The published salaries for top executives is only part of the story. Raises and promotion increases for individual administrators this year far outpaced the salary increase pools of 3.8 to 5% for faculty, staff, and service workers. Consider:
• In addition to a bonus of $21,000, the dean of UVM's modest-sized College of Engineering, Math, and Statistics received a 9% raise, bringing his salary from $220,964 to $240,182. Salary.com lists the U.S. median salary for an engineering dean in 2009 as $192,149.
• When two mid-level professors were promoted to associate dean, they received promotion increases of $44,302 and $51,822, bringing their salaries to between $110,000 and $121,000. Salary.com lists the median salary for an associate dean of undergraduate education as $84,194.
Through UVM's "boom years" of 2002 to 2008--when, according to UVM Sourcebooks, tuition revenues increased by nearly 50%--the increase in the size and cost of administration came at the expense of academic programs. The pool for unionized faculty salaries as a share of tuition revenues fell by 12%. According to Sourcebooks, the majority of new faculty brought in to teach the 30%-bigger student body were given contingent rather than long-term, tenure-track positions.
As we look ahead to lean years--and consider how we will meet the educational needs and expectations of students who will take care in deciding where to spend their tuition dollars--it is time for UVM to reassess the unrealistic size and expense of its administration. For instance, through salary reductions and position cuts at the top, the administration could return to its 2002 salary pool for top executives, realizing an immediate savings of more than $6 million annually.
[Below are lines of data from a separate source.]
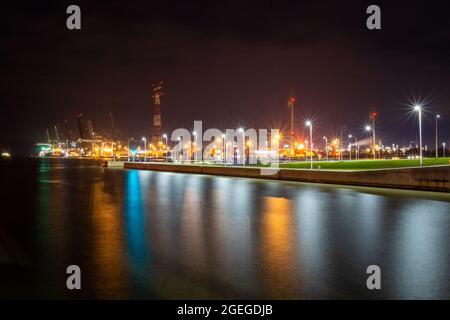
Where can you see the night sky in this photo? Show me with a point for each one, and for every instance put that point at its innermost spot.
(228, 63)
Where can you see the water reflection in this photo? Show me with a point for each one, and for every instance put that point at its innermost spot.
(141, 234)
(136, 233)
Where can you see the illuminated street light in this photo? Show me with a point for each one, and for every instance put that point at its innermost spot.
(224, 148)
(437, 152)
(418, 108)
(356, 146)
(326, 147)
(165, 137)
(145, 148)
(309, 124)
(195, 145)
(243, 145)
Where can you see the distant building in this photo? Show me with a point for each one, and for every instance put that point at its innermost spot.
(156, 131)
(84, 127)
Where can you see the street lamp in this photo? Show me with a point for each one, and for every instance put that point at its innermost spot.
(145, 148)
(195, 145)
(309, 124)
(437, 152)
(369, 129)
(356, 146)
(243, 145)
(165, 137)
(181, 148)
(326, 147)
(418, 108)
(224, 154)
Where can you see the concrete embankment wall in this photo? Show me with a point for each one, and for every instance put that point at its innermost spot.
(435, 178)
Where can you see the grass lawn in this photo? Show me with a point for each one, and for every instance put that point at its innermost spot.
(366, 164)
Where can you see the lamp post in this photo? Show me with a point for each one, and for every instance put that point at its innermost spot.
(356, 146)
(224, 147)
(309, 124)
(195, 145)
(437, 150)
(292, 133)
(369, 129)
(418, 108)
(165, 137)
(181, 148)
(145, 148)
(243, 145)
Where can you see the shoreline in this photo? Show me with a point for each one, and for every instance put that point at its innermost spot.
(430, 178)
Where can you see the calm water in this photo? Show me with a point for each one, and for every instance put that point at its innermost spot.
(142, 234)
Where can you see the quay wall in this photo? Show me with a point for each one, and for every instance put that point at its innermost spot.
(435, 178)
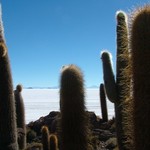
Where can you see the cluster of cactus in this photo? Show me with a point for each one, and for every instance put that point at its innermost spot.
(49, 141)
(130, 90)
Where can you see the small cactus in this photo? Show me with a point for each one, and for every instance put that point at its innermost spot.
(103, 103)
(53, 142)
(45, 138)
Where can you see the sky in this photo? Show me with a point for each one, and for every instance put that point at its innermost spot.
(44, 35)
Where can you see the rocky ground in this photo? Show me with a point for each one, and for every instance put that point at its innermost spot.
(103, 133)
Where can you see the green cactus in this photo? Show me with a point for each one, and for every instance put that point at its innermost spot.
(20, 114)
(8, 128)
(53, 142)
(103, 103)
(140, 54)
(109, 79)
(45, 138)
(119, 91)
(73, 123)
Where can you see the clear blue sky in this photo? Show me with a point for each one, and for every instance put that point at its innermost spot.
(43, 35)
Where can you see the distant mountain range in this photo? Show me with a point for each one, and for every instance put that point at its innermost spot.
(56, 87)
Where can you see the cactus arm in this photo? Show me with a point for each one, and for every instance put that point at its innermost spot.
(8, 128)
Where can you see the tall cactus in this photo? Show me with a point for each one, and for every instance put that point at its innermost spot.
(140, 52)
(74, 124)
(103, 103)
(119, 90)
(8, 129)
(20, 114)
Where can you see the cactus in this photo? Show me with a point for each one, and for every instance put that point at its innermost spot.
(109, 79)
(45, 138)
(119, 91)
(20, 114)
(73, 123)
(8, 128)
(103, 103)
(140, 54)
(53, 142)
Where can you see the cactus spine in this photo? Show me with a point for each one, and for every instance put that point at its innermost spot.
(103, 103)
(53, 142)
(74, 125)
(121, 87)
(8, 129)
(45, 138)
(20, 114)
(140, 53)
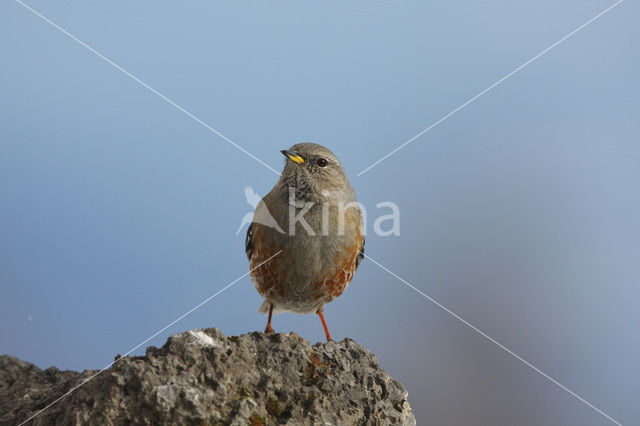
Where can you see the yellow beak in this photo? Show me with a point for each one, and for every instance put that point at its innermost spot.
(293, 156)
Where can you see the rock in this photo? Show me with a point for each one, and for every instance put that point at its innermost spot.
(203, 377)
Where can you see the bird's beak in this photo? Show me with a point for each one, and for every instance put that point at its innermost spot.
(293, 155)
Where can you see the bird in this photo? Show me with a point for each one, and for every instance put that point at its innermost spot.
(253, 199)
(310, 259)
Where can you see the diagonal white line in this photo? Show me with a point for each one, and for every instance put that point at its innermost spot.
(492, 86)
(518, 357)
(145, 85)
(151, 337)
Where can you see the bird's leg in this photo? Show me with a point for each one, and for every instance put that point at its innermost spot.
(324, 324)
(269, 329)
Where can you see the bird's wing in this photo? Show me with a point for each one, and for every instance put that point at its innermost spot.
(248, 242)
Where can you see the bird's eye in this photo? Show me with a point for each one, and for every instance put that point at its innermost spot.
(322, 162)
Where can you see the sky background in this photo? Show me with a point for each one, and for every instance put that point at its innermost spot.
(521, 212)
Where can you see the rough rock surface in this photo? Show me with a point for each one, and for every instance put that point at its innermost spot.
(203, 377)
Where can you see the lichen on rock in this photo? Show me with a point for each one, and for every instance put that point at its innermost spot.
(203, 377)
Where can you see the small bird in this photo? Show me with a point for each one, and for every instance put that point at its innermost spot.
(320, 240)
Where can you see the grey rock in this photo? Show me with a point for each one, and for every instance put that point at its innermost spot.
(203, 377)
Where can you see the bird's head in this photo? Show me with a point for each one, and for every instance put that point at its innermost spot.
(314, 169)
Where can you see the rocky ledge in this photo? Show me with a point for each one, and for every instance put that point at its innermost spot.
(203, 377)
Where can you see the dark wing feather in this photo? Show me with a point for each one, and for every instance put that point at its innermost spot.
(248, 242)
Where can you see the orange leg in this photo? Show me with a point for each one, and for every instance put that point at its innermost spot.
(269, 329)
(324, 324)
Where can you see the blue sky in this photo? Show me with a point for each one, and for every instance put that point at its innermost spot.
(520, 212)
Or--taking President Fogel at his word that we should use the financial crunch as an opportunity to imagine a better UVM--consider this proposal: that no administrator draw a salary more than 30% above what the Sourcebook lists as a full professor's average salary. Such a proposal would bring down the president's base salary from $322,563 to $130,000--and would have the added bonus of pulling down all other administrative salaries that have soared with the president's in the past six years.
True, our current president and many in his administration might choose to pack their bags. True, UVM would not be offering salaries that are competitive on the national higher-ed administration market. But maybe that's what UVM, valued by students for the attention faculty and staff give to undergraduate education, needs: Not career and corporate-oriented administrators but faculty and staff who, after years of commitment to UVM, serve in a downsized administration for modest pay increases, then return to the classrooms, labs, and academic support offices where a university's people are most needed.